3. Replacing desktop printers with shared, centralised printers

Go to any organisation and you’re bound to see offices each equipped with desktop printers. Users retain individual printers for two reasons — convenience and confidentiality. However, as IT groups become more centralised and helpdesk resources constrained, the upkeep required for personal printers is too great, says Dawn Sawyer, IS operations manager at GuideStone Financial Resources of the Southern Baptist Convention in Dallas. She recommends consolidating printers so that multiple users can share them and reduce the helpdesk’s burden in terms of hardware and software upkeep.

While users may complain that they don’t want to print out private documents in front of colleagues, Sawyer says “more printers are getting security features that allow them to print confidential documents”. She adds that consolidation “not only reduces the number of printers, but keeps maintenance costs down as well”.

4. Replacing modem pools with VPNs and SSL technologies

For years, companies have relied on modem pools to offer reliable access for remote users. However, this aging approach to users tunnelling into the network is out of sync with many organisations’ move to enhanced security, according to Joanne Kossuth, CIO at the Franklin W Olin College of Engineering. Kossuth says that rather than relying on this insecure technology, companies should invest in virtual private networks (VPNs) and Single Socket Layer (SSL) technologies to offer users a safe and reliable way to access critical applications and documents.

VPNs also offer greater speeds and SSL provides the security necessary to protect organisations from hackers and other vulnerabilities. “With the ubiquity of VPNs and SSL technologies today for remote access as well as the cost and security threat they present, modem pools should be gone,” she says. While Kossuth is a fan of totally eliminating the technology, some IT veterans say having a very limited number of modems could be part of a backup/disaster recovery remote access strategy.

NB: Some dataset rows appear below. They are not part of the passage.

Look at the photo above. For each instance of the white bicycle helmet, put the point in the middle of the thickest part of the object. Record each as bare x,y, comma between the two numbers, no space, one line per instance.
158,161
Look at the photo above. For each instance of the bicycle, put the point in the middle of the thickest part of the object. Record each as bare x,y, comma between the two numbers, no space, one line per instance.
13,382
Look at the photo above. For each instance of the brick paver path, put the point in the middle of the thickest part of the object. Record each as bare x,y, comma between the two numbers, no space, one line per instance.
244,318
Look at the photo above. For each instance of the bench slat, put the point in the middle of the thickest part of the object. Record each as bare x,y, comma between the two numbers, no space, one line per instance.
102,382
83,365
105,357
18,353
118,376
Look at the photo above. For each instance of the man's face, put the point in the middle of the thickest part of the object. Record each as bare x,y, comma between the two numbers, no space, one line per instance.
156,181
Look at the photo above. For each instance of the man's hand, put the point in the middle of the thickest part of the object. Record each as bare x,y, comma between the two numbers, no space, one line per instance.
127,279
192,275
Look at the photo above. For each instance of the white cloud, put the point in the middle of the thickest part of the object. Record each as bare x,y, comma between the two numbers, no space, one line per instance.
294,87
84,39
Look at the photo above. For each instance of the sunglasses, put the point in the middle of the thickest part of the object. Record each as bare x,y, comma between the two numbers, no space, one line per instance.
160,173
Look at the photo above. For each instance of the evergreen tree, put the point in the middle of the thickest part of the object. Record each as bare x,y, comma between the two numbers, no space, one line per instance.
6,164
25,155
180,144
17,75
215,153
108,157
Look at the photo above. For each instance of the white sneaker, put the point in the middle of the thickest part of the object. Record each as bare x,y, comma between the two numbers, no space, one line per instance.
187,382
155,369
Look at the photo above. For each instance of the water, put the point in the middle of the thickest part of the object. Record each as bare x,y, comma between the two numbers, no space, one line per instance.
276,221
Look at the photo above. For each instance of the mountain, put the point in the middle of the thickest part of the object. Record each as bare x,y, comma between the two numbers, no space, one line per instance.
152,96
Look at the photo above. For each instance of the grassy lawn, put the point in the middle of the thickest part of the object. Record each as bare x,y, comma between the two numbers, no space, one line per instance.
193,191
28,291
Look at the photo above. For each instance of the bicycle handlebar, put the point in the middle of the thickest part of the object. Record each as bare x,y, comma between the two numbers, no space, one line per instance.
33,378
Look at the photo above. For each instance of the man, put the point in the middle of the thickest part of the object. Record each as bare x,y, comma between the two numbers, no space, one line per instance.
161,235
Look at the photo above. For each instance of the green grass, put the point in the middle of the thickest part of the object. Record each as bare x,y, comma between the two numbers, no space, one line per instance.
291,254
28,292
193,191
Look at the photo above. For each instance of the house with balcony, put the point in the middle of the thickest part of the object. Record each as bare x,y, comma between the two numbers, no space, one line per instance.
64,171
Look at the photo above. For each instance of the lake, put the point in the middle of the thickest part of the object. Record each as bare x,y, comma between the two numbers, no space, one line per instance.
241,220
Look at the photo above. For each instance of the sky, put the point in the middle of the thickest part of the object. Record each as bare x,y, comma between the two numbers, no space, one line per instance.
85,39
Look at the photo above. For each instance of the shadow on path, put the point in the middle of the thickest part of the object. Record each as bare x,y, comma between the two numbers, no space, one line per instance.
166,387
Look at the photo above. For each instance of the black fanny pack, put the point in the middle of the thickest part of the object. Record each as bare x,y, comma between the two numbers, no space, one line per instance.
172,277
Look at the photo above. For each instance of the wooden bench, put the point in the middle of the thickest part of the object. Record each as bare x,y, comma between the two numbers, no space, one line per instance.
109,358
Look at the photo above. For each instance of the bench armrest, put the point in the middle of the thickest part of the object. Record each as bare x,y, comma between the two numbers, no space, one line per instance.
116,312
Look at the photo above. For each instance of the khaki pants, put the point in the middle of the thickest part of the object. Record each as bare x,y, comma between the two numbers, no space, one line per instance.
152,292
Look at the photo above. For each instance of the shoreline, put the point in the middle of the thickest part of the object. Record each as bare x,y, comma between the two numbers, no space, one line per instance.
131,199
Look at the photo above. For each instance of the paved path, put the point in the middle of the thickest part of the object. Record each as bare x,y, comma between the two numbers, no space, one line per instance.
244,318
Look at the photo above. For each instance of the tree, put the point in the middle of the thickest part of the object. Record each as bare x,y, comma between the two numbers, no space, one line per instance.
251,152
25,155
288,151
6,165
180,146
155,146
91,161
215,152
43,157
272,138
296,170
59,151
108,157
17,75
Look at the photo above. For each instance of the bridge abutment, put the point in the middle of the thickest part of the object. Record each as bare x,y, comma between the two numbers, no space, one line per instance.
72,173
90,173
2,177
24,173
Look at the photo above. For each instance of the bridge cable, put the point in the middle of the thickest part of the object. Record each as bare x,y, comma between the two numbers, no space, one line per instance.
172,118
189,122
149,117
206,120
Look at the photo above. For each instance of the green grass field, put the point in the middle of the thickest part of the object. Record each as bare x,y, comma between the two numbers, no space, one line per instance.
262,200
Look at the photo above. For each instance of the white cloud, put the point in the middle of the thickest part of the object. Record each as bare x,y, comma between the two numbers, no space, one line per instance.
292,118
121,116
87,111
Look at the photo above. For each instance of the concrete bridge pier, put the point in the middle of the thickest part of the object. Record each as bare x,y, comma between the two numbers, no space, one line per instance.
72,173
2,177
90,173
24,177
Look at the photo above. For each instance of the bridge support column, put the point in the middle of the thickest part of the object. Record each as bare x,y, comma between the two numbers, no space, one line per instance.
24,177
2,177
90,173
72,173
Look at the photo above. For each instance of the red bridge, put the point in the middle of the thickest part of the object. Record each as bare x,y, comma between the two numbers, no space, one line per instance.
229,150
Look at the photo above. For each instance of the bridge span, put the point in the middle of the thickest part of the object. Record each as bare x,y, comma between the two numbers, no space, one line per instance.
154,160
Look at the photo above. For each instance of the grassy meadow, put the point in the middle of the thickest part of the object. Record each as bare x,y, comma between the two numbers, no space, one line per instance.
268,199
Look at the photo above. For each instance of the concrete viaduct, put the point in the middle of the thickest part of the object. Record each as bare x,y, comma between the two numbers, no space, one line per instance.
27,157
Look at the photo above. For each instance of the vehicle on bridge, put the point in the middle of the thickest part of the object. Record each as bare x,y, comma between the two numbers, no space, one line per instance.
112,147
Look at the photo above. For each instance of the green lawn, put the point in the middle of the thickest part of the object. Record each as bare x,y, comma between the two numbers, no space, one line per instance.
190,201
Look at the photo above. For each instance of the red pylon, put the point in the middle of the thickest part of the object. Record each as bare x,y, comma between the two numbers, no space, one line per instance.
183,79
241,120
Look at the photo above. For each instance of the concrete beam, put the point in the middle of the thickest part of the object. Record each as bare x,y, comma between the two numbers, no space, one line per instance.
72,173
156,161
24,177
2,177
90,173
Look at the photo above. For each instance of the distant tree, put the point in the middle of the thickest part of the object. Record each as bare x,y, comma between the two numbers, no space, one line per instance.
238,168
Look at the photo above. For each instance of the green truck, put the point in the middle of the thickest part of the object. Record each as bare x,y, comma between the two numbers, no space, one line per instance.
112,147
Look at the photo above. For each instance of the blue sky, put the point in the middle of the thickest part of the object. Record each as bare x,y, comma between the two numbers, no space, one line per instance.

5. Replacing CRT monitors with LCD monitors

Open the computer storage closet for many companies and you’re bound to see piles of CRT monitors spilling out. They also still represent the heavyweight of most desktop setups. However, as companies try to slim down the profile of the desktop and make it more condensed, flexible and portable, IT managers say thinner LCD monitors are the better choice. “CRT monitors are big, heavy and bulky; not the best combination for a desk or workspace,” the Southern Baptist Convention’s Sawyer says. She adds that flat-panel LCD monitors are improving every day. “LCDs are getting better and more reliable and costs are coming way down. This makes them affordable to any business and their lifespan is greater so their overall cost is lower.”

6. Replacing “older stuff” with newer, easier-to-manage technology

“Many of us have that one remaining NT server, or old Unix application running. Generally it’s something that has worked for years and doesn’t impact too many customers so we’ve never upgraded it,” Sawyer says. But even technologies that need little to no attention can still be costly in terms of licensing and can impede efforts to streamline the network. “Most likely these technologies are no longer supported nor are they compatible with newer technologies so it’s time to say goodbye,” she says.

She recommends bringing all technology up to speed and in line with your organisation’s enterprise strategy — such as an upgrade to a newer version of Windows Server if you’re a Windows shop. This allows IT to do volume licensing, streamline support and consolidate resources, all of which can result in significant cost savings.

Other technologies that IT pros have on their radar screens for annihilation: FTP in favour of virtual private networking and ubiquitous email encryption, and tape-based dictation machines in favour of digital recording programs. IT managers say walking around your organisation, looking in each office and storage closet and identifying aging technologies will reveal opportunities to save hard dollars.